Of course, there are those who choose seats in Hell and imagine they’ll make their own little slice of Heaven by smuggling in umbrellas, but it doesn’t work because the person with shins sitting behind them is unimpressed with the poky spokes, and anyway nobody wants to titter under a parasol like a Gilbert and Sullivan heroine for three hours.

No: Parasols and comically large hats are not the way out of this hellscape. The way forward is actually a hard left, then another hard left, then hightailing it straight back 2,000 years to when the Romans were in charge.

The Romans knew the value of a shady seat. When another gruesome spectacle was planned, the organizers pulled out all the stops and covered the Coliseum with velaria, or awnings. This process took days: hundreds of posts erected, ropes guyed, sailors summoned from the fleet in the Bay of Naples, sails deployed, and shade delivered to the masses. And this wasn’t a permanent installation; they had to dismantle it for rain or wind and then do it all again for the next bloodbath. Because, yes, the Romans staged ghastly fights to the death for sport, but they drew the line at sweltering in the stands. Plus, and I can’t stress this enough, fewer fainting spectators meant they could focus on the dismemberment at hand. Win-win, or rather, vincere-vincere.

The ghostly whispers from well-shaded
spectators of yore go mostly unheeded these
days as developers continue to build big,
glamorous, resolutely oven-like stadia on an
increasingly toasty planet, but there are a few planners with The Sight: Whoever built the Am Rothenbaum tennis center in Hamburg, Germany, home to the Hamburg Open,
definitely sees dead people.
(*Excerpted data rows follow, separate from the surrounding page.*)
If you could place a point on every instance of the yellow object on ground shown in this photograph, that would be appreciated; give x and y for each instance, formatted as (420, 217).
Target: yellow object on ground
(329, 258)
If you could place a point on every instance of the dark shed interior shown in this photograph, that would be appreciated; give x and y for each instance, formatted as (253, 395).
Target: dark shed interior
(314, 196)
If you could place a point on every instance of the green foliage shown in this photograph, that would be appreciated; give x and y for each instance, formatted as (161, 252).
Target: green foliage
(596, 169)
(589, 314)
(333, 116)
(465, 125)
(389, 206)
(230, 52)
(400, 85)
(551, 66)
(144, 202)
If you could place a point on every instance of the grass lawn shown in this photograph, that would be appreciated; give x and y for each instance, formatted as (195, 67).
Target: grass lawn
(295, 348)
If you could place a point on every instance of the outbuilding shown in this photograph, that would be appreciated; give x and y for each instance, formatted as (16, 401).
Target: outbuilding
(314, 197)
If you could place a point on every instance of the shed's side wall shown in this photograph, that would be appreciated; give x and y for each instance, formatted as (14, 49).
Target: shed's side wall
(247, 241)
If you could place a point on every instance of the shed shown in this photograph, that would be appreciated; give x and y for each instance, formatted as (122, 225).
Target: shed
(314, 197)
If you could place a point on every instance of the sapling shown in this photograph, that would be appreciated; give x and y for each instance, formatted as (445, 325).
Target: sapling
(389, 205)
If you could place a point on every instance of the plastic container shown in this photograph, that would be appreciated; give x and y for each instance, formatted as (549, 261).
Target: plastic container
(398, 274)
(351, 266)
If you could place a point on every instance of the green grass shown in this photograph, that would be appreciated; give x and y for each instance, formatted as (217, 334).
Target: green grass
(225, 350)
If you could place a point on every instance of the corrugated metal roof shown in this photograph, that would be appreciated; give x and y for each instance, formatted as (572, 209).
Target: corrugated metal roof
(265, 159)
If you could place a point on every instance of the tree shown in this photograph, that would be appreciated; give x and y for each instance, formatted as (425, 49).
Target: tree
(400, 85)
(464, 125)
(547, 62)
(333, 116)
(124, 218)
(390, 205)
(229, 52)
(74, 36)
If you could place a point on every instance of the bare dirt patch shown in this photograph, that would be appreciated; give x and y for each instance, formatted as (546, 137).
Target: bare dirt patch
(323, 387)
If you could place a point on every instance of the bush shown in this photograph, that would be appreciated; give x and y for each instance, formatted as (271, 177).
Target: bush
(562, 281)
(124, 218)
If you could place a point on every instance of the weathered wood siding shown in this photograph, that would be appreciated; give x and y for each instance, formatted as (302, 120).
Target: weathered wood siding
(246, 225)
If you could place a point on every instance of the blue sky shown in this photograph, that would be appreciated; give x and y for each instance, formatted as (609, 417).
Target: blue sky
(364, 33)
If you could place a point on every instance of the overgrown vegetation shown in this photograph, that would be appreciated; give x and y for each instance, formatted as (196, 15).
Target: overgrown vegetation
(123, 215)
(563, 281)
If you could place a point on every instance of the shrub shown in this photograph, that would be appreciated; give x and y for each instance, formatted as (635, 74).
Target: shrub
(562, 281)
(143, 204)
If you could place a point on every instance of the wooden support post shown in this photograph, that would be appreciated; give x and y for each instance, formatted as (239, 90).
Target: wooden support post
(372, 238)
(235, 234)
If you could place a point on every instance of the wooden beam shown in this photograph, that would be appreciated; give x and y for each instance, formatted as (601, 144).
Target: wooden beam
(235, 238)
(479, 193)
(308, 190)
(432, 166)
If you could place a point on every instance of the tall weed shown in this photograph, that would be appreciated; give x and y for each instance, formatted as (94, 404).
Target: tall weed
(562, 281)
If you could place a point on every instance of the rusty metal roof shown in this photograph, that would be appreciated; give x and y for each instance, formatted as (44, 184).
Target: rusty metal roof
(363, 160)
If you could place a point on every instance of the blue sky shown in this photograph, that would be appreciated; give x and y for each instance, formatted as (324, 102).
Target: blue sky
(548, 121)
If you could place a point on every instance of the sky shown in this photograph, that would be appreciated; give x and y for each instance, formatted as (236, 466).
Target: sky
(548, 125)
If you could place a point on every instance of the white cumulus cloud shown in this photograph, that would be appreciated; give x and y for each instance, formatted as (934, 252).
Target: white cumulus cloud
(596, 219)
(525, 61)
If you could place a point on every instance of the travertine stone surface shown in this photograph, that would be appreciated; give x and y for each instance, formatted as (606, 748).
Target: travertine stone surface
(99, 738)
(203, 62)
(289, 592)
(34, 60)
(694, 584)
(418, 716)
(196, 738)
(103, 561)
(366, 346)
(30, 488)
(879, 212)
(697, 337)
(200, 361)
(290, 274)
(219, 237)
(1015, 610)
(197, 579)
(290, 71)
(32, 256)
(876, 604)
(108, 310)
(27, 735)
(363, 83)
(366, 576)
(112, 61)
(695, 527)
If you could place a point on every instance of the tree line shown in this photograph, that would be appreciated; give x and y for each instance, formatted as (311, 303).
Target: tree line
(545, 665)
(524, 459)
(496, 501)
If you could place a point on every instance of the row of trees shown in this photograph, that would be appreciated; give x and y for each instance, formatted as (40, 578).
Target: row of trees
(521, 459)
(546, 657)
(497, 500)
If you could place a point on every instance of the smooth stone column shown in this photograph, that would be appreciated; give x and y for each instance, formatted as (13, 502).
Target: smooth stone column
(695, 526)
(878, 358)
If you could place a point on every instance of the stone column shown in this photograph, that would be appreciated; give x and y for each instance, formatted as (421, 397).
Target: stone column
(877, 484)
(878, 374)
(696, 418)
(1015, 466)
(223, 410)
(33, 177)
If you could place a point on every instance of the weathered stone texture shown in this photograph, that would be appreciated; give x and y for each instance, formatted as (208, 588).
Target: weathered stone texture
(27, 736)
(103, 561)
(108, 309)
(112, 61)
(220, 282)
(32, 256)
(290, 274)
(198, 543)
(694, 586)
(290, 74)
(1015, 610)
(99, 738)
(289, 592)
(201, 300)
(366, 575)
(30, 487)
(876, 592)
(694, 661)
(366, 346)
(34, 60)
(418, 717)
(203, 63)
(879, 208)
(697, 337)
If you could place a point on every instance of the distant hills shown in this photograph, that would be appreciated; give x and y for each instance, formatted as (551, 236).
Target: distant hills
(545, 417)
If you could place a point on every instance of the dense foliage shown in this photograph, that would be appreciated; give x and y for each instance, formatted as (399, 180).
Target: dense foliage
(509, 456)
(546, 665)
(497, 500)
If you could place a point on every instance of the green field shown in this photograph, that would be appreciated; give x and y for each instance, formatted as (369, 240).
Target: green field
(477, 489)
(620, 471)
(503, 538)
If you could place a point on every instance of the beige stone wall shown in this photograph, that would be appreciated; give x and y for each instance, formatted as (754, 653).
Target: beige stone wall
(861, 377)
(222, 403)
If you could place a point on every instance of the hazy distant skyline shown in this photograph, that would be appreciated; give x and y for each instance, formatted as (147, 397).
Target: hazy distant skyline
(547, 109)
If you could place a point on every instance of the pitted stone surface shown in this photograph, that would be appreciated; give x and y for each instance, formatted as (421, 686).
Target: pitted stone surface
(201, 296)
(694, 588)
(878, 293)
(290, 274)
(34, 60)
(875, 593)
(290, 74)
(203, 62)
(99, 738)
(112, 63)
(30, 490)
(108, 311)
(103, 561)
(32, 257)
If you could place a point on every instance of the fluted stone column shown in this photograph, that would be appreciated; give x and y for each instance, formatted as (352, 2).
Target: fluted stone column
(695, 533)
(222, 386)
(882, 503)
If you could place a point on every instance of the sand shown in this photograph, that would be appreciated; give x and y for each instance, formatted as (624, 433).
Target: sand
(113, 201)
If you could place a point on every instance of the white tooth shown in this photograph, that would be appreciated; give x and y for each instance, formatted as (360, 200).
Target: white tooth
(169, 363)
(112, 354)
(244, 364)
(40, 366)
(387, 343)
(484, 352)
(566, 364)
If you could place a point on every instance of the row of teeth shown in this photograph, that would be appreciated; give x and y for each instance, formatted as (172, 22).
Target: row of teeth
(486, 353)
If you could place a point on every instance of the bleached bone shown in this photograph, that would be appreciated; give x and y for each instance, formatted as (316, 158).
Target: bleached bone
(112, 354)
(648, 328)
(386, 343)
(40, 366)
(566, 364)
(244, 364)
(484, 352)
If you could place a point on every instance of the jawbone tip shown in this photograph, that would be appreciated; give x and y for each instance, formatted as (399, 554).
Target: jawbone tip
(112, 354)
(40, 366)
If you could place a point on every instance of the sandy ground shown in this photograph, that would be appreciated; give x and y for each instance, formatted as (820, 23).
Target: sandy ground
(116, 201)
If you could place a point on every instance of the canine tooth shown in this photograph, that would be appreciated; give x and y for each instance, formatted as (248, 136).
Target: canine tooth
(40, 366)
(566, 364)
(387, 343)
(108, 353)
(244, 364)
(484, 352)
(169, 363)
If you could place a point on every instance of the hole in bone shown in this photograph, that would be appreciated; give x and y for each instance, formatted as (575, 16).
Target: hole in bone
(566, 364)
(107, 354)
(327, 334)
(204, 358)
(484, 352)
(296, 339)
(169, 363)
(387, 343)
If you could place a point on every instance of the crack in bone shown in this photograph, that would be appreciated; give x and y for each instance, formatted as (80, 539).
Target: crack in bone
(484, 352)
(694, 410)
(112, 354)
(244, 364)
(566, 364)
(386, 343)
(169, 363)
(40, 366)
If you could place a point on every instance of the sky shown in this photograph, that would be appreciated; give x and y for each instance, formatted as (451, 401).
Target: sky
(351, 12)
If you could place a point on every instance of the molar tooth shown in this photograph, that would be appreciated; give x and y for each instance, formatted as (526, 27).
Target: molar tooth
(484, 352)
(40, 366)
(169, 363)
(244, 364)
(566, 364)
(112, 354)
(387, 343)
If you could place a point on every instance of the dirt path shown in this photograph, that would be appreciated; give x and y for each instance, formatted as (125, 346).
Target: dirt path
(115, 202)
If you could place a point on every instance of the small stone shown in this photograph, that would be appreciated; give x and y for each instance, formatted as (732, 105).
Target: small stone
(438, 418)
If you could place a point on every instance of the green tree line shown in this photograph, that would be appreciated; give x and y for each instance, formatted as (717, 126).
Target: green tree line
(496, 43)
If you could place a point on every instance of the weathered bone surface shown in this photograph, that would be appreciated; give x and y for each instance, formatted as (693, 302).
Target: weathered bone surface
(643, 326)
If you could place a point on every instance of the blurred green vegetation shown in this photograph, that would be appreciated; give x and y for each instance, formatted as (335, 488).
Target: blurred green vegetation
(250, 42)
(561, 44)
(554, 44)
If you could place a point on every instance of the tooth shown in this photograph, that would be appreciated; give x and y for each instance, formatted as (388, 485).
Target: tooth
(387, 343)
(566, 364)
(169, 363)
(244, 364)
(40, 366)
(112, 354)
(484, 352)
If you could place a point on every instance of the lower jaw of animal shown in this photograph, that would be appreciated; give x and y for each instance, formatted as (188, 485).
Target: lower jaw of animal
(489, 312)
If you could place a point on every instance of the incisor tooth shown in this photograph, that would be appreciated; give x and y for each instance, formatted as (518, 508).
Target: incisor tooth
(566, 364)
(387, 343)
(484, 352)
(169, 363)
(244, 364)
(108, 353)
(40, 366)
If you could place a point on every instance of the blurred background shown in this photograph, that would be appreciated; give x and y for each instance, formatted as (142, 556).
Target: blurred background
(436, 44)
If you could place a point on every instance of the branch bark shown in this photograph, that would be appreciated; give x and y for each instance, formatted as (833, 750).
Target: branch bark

It’s innovative in
at least two ways, though knowing the Germans there are probably others: (1) The logo changes yearly, to reflect the ball’s trajectory on the previous year’s winning point (I sit in eager anticipation for the year it’s won on an ace); and (2) A shade covers most spectators permanently, with a central circle that can
deploy to cover the entire stadium. Clever
Germans. To them, and to the builders of the
shaded arenas in Adelaide and Sydney, both of which have “canopy roofs” with open sides for air circulation and general pleasantness that makes it possible to play outdoor tennis without the cancer: Thank you for showing us that we can have nice things.

And to those contrarians who insist they just love to sit in the sun and watch hours of tennis: Allow me to direct you to the outer courts at every tournament; you’ll pay less for the privilege of roasting yourselves and you’ll be so close to the players! Vincere-vincere.

Wendy Laird lives and writes in Seattle, which
is supposed to be a “climate refuge” but lately doesn’t feel like it.